Come Lafforgue e tante menti libere non possiamo accettare passivamente certi slogan il cui fallimento è peraltro testimoniato dai fatti soltanto perché sono divenuti il mantra di certi ambienti burocratici comunitari. Non siamo in Europa per mandare i cervelli all’ammasso, ma per valorizzare le migliori tradizioni della nostra cultura.

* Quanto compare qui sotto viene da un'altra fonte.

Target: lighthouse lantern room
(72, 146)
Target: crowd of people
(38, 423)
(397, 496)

La ricostruzione di una scuola degna di questo nome richiede un grande lavoro ideale e culturale. Per avviarlo non è possibile aspettare una revisione adeguata delle normative e dei programmi. Occorre che innanzitutto si manifesti l’impegno degli attori principali del sistema dell’istruzione, ovvero degli insegnanti. Occorre che gli insegnanti e i dirigenti scolastici, per quanto e per tanti versi umiliati, ritrovino il senso della loro funzione, così centrale e strategica in una società avanzata; sottraendosi ai tentativi di ridurli a meri “facilitatori” e compilatori di questionari; ritrovando il piacere di trasmettere conoscenze costruendo la capacità di conoscere per la via maestra, che è quella di suscitare la passione di apprendere, la curiosità per quel che non si sa; utilizzando gli strumenti migliori e selezionando tra i libri quelli che mirano a quel fine e non all’affermazione di ideologie didattico-pedagogiche. In fin dei conti, se a qualcosa deve servire l’autonomia scolastica non è ad affermare mediocri autonomie gestionali, ma a promuovere un insegnamento autentico, libero e non asservito all’ideologia. Se questo movimento culturale prenderà forma, la revisione dell’assetto normativo e programmatico ne sarà una conseguenza inevitabile.